In 1996 he was awarded an honorary doctorate at The Norwegian University of Science and Technology (NTNU).

==Personal life==
In 1953 Page married Elin Hustad; they had two daughters and a son. True to his Yorkshire roots, he would not permit red roses in his garden. Known as a connoisseur of real ale and single-malt whisky, he was presented on his 70th birthday with an oak manuscript conservation box specially made to contain a bottle of whisky, with its spine embossed with the title The Runes of Jura.

==Works==
- 1960. Gibbons saga. Copenhagen: Editiones Arnamagnænæ, Series B, vol 2.
- 1970. Life in Anglo-Saxon England. London: Batsford.
- 1973. An Introduction to English Runes. London: Methuen. 2nd ed. Boydell Press, 1999 (2006). ISBN 978-0851159461.
- 1985. Anglo-Saxon Aptitudes. Cambridge: Cambridge University Press. ISBN 0521313880.
- 1987. "A Most Vile People": Early English Historians on the Vikings. London: Viking Society for Northern Research.
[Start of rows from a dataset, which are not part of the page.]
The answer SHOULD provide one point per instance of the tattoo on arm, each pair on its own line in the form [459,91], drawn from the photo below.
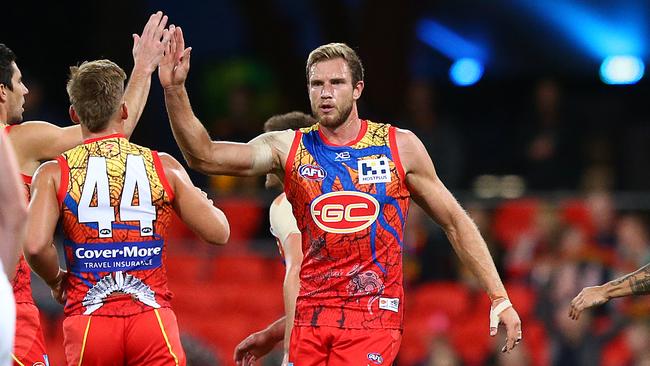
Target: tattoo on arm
[640,281]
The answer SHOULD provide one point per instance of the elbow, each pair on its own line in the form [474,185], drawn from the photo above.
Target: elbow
[31,251]
[220,234]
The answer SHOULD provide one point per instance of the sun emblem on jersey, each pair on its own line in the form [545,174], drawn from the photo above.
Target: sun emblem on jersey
[128,284]
[312,172]
[367,282]
[344,212]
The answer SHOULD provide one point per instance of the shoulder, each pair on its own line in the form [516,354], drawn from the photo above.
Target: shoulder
[412,151]
[169,163]
[406,139]
[48,170]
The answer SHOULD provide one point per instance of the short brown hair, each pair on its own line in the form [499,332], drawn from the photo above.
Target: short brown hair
[96,89]
[292,120]
[337,50]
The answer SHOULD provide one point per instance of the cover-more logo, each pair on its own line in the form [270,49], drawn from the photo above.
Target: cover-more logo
[344,212]
[312,172]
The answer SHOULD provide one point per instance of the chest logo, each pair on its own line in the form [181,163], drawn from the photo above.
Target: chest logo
[344,212]
[374,171]
[312,172]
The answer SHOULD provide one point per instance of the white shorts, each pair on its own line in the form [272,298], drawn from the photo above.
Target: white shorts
[7,320]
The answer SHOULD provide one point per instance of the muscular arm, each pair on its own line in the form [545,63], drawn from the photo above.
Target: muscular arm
[428,191]
[196,211]
[259,343]
[39,249]
[636,283]
[14,208]
[264,154]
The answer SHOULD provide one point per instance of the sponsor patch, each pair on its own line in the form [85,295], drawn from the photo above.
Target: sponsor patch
[312,172]
[342,156]
[112,257]
[375,358]
[344,212]
[374,171]
[390,304]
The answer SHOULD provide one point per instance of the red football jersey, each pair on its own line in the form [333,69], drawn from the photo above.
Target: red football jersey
[22,282]
[350,203]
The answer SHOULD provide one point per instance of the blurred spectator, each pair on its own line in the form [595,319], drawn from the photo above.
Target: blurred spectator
[440,137]
[441,353]
[547,151]
[197,352]
[633,243]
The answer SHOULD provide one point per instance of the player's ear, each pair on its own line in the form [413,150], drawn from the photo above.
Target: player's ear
[3,93]
[356,92]
[73,115]
[124,111]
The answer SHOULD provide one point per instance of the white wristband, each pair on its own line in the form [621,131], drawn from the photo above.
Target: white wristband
[496,311]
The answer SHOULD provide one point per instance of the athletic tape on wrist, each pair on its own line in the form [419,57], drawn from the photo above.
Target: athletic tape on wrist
[496,311]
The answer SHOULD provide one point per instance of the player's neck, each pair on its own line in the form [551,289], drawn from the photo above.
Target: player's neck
[111,129]
[345,133]
[3,116]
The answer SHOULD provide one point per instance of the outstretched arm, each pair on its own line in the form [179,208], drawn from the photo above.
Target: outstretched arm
[192,205]
[428,191]
[259,343]
[14,208]
[36,141]
[39,249]
[261,155]
[635,283]
[147,52]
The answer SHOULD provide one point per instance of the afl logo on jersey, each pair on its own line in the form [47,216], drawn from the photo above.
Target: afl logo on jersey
[344,212]
[312,172]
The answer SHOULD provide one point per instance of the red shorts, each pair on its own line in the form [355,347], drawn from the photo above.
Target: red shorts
[29,345]
[343,347]
[150,338]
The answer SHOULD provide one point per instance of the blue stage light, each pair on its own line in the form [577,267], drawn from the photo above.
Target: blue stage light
[466,71]
[621,70]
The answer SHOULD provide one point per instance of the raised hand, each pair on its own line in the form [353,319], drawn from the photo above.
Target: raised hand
[148,49]
[588,297]
[253,347]
[502,312]
[175,64]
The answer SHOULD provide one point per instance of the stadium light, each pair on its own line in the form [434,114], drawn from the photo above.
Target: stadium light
[621,70]
[466,71]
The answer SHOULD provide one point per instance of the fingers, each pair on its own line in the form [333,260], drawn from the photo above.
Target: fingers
[180,39]
[576,307]
[185,59]
[161,27]
[514,336]
[166,36]
[249,360]
[153,21]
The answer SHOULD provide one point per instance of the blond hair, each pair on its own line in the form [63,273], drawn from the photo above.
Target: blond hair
[96,89]
[337,50]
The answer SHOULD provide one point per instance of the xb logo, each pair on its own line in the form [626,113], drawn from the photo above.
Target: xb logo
[312,172]
[342,156]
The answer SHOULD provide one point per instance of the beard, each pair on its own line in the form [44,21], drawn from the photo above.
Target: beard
[333,120]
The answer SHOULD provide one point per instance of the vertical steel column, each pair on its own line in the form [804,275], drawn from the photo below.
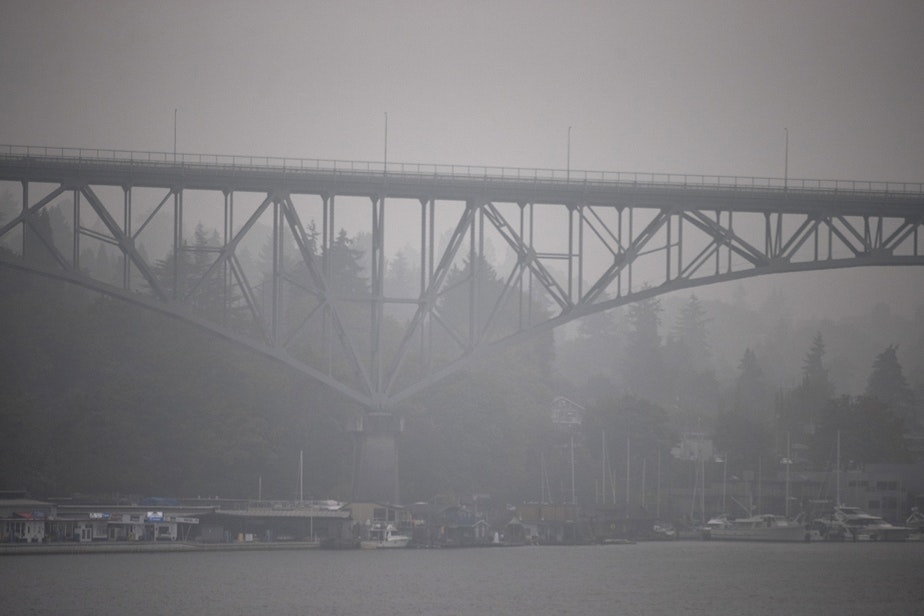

- 1987. Runes. (Reading the past series). London: British Museum Press. ISBN 9780714180656.
- 1990. Norse Myths. London: British Museum Press. ISBN 0714120626.
- 1995. Chronicles of the Vikings: Records, Memorials and Myths. London: British Museum Press. ISBN 0-8020-0803-8.
- 1995. Runes and Runic Inscriptions: Collected Essays on Anglo-Saxon and Viking Runes. Woodbridge: Boydell Press. ISBN 0851153879.
- 1999. The Icelandic Rune-Poem. London: Viking Society for Northern Research. ISBN 0903521431.